Harold se detuvo un momento y luego se dirigió hasta donde provenían los gemidos. La mujer era Elsie Clayton. Estaba sentada sobre un tronco caído, con la cara entre las manos. Sus hombros se estremecían con la violencia de su pena.

El joven titubeó un instante y después fue hacia ella. Llamó suavemente:

—Señora Clayton... Elsie.

Ella se sobresaltó y levantó la mirada hacia él. Harold tomó asiento a su lado.

—¿Puedo ayudarla en algo? —preguntó afectuosamente—. ¿Hay algo qué pueda hacer?

Elsie sacudió la cabeza.

—No... no... Es usted muy amable. Pero nadie puede hacer nada por mí.

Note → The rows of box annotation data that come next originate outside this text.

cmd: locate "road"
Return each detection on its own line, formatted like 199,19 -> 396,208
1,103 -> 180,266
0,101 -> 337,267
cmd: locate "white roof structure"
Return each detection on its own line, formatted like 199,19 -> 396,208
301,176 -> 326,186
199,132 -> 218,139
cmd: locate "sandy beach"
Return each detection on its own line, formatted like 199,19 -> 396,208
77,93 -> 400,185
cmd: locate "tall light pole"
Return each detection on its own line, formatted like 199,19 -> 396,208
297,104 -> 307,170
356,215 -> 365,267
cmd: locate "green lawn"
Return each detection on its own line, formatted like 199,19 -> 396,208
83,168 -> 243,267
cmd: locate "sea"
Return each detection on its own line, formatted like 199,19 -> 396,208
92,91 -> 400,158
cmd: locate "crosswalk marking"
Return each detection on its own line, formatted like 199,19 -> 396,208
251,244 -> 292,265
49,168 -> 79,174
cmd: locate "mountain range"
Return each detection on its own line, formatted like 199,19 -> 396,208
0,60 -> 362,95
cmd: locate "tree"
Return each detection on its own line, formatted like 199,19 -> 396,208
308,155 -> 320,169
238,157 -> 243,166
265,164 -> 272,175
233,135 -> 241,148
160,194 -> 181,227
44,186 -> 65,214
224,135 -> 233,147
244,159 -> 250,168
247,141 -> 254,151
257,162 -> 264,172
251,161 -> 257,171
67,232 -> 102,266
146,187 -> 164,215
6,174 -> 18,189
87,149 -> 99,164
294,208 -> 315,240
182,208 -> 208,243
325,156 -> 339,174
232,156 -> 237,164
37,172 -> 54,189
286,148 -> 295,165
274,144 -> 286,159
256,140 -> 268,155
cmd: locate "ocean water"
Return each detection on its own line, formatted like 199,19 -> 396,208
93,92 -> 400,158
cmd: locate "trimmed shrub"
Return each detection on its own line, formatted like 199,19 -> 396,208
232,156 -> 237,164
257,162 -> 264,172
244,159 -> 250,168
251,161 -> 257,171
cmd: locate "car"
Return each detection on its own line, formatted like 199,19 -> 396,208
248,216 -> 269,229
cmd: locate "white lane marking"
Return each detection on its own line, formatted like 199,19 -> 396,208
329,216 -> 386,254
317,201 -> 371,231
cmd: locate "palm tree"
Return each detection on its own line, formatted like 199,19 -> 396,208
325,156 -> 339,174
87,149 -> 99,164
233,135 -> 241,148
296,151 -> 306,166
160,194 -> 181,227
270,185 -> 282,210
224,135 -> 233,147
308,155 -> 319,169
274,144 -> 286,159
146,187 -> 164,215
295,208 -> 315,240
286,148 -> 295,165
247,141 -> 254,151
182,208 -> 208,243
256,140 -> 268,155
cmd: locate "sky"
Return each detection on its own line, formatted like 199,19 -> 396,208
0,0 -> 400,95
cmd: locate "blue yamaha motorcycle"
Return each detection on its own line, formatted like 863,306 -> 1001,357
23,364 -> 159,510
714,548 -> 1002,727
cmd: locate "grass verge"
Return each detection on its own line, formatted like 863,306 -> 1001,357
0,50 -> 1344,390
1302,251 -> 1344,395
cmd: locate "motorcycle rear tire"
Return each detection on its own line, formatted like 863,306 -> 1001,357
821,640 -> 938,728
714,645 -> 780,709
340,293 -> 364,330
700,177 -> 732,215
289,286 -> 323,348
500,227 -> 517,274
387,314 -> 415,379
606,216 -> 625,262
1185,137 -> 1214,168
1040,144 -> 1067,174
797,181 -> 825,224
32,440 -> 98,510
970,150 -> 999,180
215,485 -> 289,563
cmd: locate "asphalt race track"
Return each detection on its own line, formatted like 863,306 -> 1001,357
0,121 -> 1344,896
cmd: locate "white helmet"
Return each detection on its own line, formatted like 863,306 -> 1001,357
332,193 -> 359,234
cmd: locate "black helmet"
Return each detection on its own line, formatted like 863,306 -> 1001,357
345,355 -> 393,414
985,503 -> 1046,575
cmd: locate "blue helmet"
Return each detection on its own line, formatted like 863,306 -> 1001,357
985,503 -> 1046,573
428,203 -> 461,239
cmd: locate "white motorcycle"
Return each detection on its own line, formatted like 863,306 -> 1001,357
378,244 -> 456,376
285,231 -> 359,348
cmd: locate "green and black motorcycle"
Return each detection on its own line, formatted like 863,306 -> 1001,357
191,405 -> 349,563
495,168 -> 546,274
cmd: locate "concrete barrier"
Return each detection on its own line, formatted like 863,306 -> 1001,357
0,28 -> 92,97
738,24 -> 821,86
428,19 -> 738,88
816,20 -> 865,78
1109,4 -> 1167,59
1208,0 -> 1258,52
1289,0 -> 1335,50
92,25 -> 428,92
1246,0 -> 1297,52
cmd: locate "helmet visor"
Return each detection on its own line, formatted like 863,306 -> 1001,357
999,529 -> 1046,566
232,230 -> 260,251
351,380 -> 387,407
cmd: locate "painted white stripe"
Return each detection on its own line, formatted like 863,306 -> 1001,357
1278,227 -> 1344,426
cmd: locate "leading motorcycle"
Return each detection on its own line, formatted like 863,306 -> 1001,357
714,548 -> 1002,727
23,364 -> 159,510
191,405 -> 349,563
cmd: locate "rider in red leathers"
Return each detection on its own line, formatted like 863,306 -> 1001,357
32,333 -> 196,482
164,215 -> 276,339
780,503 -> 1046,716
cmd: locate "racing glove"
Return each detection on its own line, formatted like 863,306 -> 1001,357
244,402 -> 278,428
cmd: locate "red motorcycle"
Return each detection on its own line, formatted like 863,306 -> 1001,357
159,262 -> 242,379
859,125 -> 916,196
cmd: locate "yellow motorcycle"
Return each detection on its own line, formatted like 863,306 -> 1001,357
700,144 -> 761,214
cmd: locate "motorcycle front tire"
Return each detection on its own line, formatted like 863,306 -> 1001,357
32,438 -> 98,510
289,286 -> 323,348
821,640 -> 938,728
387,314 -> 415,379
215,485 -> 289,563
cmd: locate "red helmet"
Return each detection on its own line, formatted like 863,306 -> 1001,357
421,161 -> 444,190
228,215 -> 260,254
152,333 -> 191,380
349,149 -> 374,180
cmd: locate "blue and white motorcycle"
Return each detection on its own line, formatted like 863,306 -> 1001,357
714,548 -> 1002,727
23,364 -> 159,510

Harold preguntó con timidez:

—¿Tiene algo que ver con... su marido?

La joven asintió. Se enjugó los ojos y sacó la polvera, luchando para volver a recobrar el dominio de sí misma. Con voz trémula dijo:

—No quiero que mamá se preocupe. Se disgusta mucho cuando ve la poca felicidad de que disfruto. Por lo tanto, vine aquí para llorar a mi gusto. Ya sé que es una tontería. El llorar no resuelve nada. Pero... algunas veces... me parece que la vida es completamente insoportable.

—No sabe cuánto lo siento —simpatizó Harold.

Ella le dirigió una mirada de gratitud y luego explicó apresuradamente:

—Es mía toda la culpa, desde luego. Me casé con Philip por mi propia y libre voluntad. Y si... si luego salió mal, sólo soy yo la culpable; yo y sólo yo.

—Es usted muy valiente al considerarlo así —dijo Harold Waring.

La joven sacudió la cabeza.

—No; no soy valiente. No tengo ánimos para nada. Soy una cobarde. Por eso llegaron, en parte, las desavenencias con Philip. Me tiene aterrorizada... por completo... cuando se enfurece.

Emocionado, Harold apuntó:

—¡Debe usted separarse de él!

—No me atrevo. No..., no me dejaría.

—¡Tonterías! ¿Qué me dice del divorcio?

Elsie volvió a sacudir la cabeza con lentitud.

—No tengo motivos —enderezó los hombros—. Tengo que soportarlo. Paso gran parte del año con mamá. Philip no se opone a ello, especialmente cuando vamos a sitios poco frecuentados como éste —y añadió, mientras el color subía a sus mejillas—: La mayor parte de los disgustos provienen de los celos terribles que siente. Si llego siquiera a conversar con un hombre, es capaz de hacer las más espantosas escenas.

La indignación de Harold subió de punto. Había oído quejarse a muchas mujeres de los celos de sus maridos, y si bien había expresado su simpatía hacia ellas, secretamente abrigaba la opinión de que los maridos, en aquellos casos, llevaban toda la razón. Pero Elsie Clayton no era una de ellas. No le había dirigido tan siquiera una mirada insinuante.

La joven se apartó de él estremeciéndose ligeramente, y miró al cielo.

—Se ha ocultado el sol —dijo—. Hace frío. Será mejor que volvamos al hotel. Debe ser la hora de comer.

Ambos se levantaron y tomaron la dirección del hotel. Habían caminado por espacio de un minuto cuando vieron a otra persona que seguía su mismo camino. La reconocieron por la flotante capa que llevaba. Era una de las hermanas polacas.

Cuando pasaron por su lado, Harold hizo una ligera inclinación de cabeza. Ella no correspondió al saludo, pero sus ojos se posaron sobre los dos jóvenes y hubo tal malicia en aquella mirada que el hombre se sintió enrojecido. Tal vez, aquella mujer lo habría visto sentado junto a Elsie en el tronco. Y si así era, probablemente pensaría...

Y por lo visto, eso era lo que pensaba... Un acceso de indignación lo sobrecogió. ¡Qué mente tan asquerosa tenían algunas mujeres!

Era raro que el sol se hubiera escondido y que los dos se estremecieran... tal vez en el mismo momento en que la mujer los espiaba.

Sea como fuere, Harold se sintió en aquellos instantes un poco intranquilo.